Namun, ketika menulis otobiografinya yang berjudul My Way, ia menghubungi Sir Alex Ferguson dan bertanya kepadanya apakah berkenan untuk menulis kata pengantar. Fergie lalu mengiyakan tawaran mantan anak asuhnya itu tanpa ragu-ragu. Tidak hanya itu, ia juga meminta maaf karena tidak memasukkan Berbatov ke skuat dan mengakui kesalahannya.

“Ketika saya pertama kali melihat apa yang dia (Fergie) tulis, saya merasakan emosi yang campur aduk. Pertama-tama, Anda harus benar-benar kuat sebagai seseorang yang mengatakan ‘Saya minta maaf’, dan fakta bahwa dia melakukannya, itu berarti menunjukkan siapa sebenarnya Sir Alex itu,” tutur Berbatov dilansir dari The Guardian.

“Kata-katanya membuat saya merasa senang. Namun, saya tidak akan mengatakan kalau saya terkejut, karena saya selalu berpikir saya seharusnya bisa mendapat tempat di tim untuk pertandingan itu. Tapi itu sekarang sudah lewat, dan saya tidak bisa memutar kembali waktu.”

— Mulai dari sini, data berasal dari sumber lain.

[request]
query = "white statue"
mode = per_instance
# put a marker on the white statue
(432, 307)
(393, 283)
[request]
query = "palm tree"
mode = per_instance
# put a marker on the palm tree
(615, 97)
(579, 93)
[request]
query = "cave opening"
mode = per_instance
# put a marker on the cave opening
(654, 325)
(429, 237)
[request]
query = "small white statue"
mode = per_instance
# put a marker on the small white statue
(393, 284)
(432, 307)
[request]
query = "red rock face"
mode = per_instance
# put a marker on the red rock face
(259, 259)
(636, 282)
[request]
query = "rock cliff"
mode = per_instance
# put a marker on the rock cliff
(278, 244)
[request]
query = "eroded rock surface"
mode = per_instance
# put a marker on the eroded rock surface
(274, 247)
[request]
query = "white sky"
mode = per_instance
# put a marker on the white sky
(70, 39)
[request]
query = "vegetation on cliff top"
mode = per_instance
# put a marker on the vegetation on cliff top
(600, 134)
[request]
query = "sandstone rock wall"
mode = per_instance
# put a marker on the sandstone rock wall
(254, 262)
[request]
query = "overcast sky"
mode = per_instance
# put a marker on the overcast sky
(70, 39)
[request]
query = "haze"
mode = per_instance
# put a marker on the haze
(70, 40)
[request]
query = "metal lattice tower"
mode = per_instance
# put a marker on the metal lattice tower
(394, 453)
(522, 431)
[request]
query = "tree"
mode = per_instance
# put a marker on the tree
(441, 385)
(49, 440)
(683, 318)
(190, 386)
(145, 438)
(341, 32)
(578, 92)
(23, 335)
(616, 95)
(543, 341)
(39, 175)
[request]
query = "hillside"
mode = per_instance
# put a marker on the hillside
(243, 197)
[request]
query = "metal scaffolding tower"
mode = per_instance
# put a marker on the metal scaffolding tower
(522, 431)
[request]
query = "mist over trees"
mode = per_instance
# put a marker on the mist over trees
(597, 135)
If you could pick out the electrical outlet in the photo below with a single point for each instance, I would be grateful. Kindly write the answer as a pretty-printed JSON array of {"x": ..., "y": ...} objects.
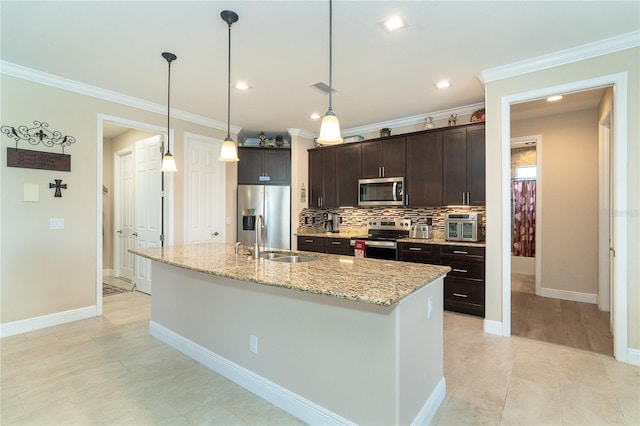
[{"x": 253, "y": 344}]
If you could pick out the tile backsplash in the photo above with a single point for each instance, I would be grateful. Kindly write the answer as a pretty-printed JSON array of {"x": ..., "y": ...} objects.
[{"x": 357, "y": 217}]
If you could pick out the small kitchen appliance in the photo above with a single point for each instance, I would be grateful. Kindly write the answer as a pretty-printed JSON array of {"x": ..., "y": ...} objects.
[
  {"x": 382, "y": 236},
  {"x": 381, "y": 192},
  {"x": 420, "y": 231},
  {"x": 464, "y": 227}
]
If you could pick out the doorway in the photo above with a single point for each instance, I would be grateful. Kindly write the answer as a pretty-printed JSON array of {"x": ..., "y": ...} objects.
[
  {"x": 111, "y": 129},
  {"x": 619, "y": 176}
]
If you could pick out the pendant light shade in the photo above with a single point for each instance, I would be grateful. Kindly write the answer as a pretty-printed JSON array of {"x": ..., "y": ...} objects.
[
  {"x": 228, "y": 151},
  {"x": 168, "y": 162},
  {"x": 330, "y": 126}
]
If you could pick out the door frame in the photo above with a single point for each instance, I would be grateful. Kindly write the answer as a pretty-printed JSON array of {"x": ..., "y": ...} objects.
[
  {"x": 117, "y": 164},
  {"x": 168, "y": 209},
  {"x": 619, "y": 142}
]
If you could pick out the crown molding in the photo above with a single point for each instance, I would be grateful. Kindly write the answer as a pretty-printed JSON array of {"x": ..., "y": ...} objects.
[
  {"x": 562, "y": 57},
  {"x": 302, "y": 133},
  {"x": 413, "y": 120},
  {"x": 19, "y": 71}
]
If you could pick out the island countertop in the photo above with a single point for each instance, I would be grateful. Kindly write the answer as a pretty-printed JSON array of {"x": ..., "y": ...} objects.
[{"x": 374, "y": 281}]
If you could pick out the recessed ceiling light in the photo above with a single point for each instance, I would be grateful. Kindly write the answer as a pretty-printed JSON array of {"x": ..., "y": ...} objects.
[{"x": 394, "y": 23}]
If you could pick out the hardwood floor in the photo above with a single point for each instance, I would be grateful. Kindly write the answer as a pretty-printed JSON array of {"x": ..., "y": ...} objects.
[{"x": 574, "y": 324}]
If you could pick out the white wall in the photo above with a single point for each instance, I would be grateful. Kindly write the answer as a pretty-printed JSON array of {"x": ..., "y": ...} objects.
[{"x": 47, "y": 272}]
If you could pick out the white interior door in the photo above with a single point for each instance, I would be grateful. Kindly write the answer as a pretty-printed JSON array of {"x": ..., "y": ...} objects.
[
  {"x": 205, "y": 190},
  {"x": 124, "y": 214},
  {"x": 148, "y": 161}
]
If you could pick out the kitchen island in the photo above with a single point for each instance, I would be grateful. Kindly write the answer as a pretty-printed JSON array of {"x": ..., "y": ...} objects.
[{"x": 335, "y": 340}]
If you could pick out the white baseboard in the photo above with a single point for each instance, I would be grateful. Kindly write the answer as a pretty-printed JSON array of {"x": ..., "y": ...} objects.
[
  {"x": 574, "y": 296},
  {"x": 633, "y": 356},
  {"x": 282, "y": 398},
  {"x": 44, "y": 321},
  {"x": 430, "y": 407},
  {"x": 493, "y": 327}
]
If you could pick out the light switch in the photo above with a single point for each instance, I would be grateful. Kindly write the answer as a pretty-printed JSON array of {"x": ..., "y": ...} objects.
[
  {"x": 56, "y": 223},
  {"x": 31, "y": 192}
]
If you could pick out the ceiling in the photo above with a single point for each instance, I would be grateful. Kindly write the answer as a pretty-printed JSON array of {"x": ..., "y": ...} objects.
[{"x": 280, "y": 48}]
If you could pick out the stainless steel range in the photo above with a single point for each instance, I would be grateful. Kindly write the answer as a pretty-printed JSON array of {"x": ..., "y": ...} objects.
[{"x": 381, "y": 241}]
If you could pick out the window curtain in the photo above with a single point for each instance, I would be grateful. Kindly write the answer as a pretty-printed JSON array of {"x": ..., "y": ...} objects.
[{"x": 524, "y": 218}]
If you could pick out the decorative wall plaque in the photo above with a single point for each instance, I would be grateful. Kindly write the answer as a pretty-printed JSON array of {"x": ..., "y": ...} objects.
[
  {"x": 38, "y": 134},
  {"x": 59, "y": 186},
  {"x": 28, "y": 159}
]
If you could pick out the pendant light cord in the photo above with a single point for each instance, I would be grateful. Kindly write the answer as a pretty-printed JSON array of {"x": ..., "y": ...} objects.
[
  {"x": 229, "y": 87},
  {"x": 168, "y": 108},
  {"x": 330, "y": 54}
]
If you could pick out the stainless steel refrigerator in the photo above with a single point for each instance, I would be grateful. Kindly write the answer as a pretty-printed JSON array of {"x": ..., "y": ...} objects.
[{"x": 274, "y": 204}]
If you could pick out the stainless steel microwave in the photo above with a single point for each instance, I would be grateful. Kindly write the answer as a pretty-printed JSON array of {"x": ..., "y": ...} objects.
[
  {"x": 381, "y": 192},
  {"x": 464, "y": 227}
]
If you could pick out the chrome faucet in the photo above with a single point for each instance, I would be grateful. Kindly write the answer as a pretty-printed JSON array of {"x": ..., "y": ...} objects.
[{"x": 256, "y": 246}]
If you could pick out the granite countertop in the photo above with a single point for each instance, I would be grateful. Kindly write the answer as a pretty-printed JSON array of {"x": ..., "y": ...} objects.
[{"x": 373, "y": 281}]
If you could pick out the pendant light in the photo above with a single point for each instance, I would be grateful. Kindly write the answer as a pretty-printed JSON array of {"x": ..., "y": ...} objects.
[
  {"x": 168, "y": 162},
  {"x": 228, "y": 151},
  {"x": 330, "y": 126}
]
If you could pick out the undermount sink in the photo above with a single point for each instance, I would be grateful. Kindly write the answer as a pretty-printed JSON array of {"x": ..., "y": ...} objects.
[
  {"x": 271, "y": 255},
  {"x": 293, "y": 259}
]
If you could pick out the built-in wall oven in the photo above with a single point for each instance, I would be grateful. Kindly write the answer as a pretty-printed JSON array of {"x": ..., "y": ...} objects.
[{"x": 381, "y": 241}]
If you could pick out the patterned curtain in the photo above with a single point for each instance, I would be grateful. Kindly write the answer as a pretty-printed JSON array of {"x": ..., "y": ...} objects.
[{"x": 524, "y": 218}]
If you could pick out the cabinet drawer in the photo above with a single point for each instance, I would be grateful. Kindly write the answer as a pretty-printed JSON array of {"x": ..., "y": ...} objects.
[
  {"x": 339, "y": 246},
  {"x": 462, "y": 269},
  {"x": 463, "y": 296},
  {"x": 418, "y": 253},
  {"x": 466, "y": 251}
]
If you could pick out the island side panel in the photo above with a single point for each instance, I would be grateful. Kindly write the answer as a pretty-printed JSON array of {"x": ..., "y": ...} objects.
[
  {"x": 420, "y": 348},
  {"x": 337, "y": 353}
]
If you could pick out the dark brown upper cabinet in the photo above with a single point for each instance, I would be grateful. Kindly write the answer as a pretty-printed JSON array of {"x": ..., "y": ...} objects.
[
  {"x": 348, "y": 168},
  {"x": 424, "y": 170},
  {"x": 264, "y": 166},
  {"x": 463, "y": 165},
  {"x": 322, "y": 178},
  {"x": 383, "y": 157}
]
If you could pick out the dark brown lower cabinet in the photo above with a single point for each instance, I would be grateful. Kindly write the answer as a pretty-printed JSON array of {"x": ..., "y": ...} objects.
[
  {"x": 325, "y": 245},
  {"x": 464, "y": 286}
]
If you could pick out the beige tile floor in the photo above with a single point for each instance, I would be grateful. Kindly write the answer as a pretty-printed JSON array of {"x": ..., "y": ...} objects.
[{"x": 108, "y": 370}]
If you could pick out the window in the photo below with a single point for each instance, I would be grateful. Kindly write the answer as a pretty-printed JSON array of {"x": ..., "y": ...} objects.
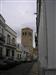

Keyakinan Sir Alex Ferguson sebetulnya tidak pernah berkurang untuk striker sekelas Dimitar Berbatov. Tapi di laga final waktu itu, Fergie mungkin memiliki keputusan yang harus diterapkan, seperti memilih Michael Owen ketimbang Berbatov, dan kemudian memasukkannya sebagai pemain pengganti.

Maka ketika pemain asal Bulgaria itu meninggalkan United pada 2012, ia tidak mengucapkan selamat tinggal kepada Ferguson. Setelah hari kepergiannya telah lama berlalu, barulah ia kembali memikirkan sikapnya itu. Ia juga merenungkan karier manajernya, dan ia tahu bahwa suatu hari ia pasti akan mengecewakan beberapa pemain asuhnya sendiri.

“Saya tahu bahwa jika suatu hari nanti saya adalah manajer dan tim saya bermain di final, saya harus melakukan hal yang sama. Tidak hanya untuk salah satu pemain saya, akan tetapi untuk beberapa dari mereka. Sekarang saya mencoba untuk melihat semua hal ini dari sudut pandang sebagai manajer,” ungkap Berbatov.

“Sebetulnya, hubungan saya dengan Fergie baik-baik saja. Tidak ada yang bisa dimaafkan untuknya. Saya tidak pernah memiliki perasaan buruk, saya hanya kecewa dengan keputusannya. Pada awalnya, saya bereaksi secara impulsif dan sangat kesal. Tapi kemudian, seiring berjalannya waktu, saya mulai menyadari tentang keputusan itu.”

“Karena itu, jika saya bisa bermain lagi, itu akan menjadi pertandingan final Liga Champions 2011 melawan Barcelona. Musim itu saya adalah pencetak gol terbanyak United, dan saya finis sebagai pencetak gol terbanyak (bersama Carlos Tevez) di Premier League. Saya berada dalam performa terbaik dan saya merasa saya akan mencetak gol. Saya pikir saya bisa membantu tim dalam pertandingan final itu.”

Terlepas dari itu, Dimitar Berbatov memang meninggalkan jejak yang tak terhapuskan di sepakbola Inggris sejak ia tiba dari Bayer Leverkusen pada 2006. Ia telah mencetak lebih dari 100 gol untuk Tottenham, United dan Fulham. Ia adalah salah satu penyerang dengan style paling beda yang pernah bermain di Premier League.

Sampai saat ini selalu ada tanda tanya terhadap gaya dan bentuk permainannya. Selain itu, gaya dan bentuk permainannya ini juga seringkali bentrok secara keseluruhan dari apa yang seharusnya dimainkan. Terutama di sepakbola Inggris. Bahkan, tipikal pemain seperti Berbatov ini masih dinilai kurang cocok bermain di Premier League.

“Beberapa orang menilai saya, dan yang lainnya tidak. Beberapa mulai memahami dan menghargai gaya serta bentuk permainan saya ketika saya pergi. Tetapi saya tidak peduli tentang itu. Saya selalu setia pada gaya sepakbola dan naluri saya. Hal semacam itulah yang paling penting bagi saya,” tandas mantan pengguna nomor punggung “9” di United itu.

“Di mana saya berada, saya akan selalu memainkan gaya dan bentuk sepakbola yang saya suka. Sebagai pemain, saya cukup beruntung memiliki pelatih yang akan membiarkan saya mengekspresikan diri di lapangan. Tidak ada yang memberi tahu saya bahwa saya harus mengubah gaya saya. Dan tidak ada yang menyuruh saya untuk menyesuaikan diri dengan gaya bermain di liga tempat saya bermain.”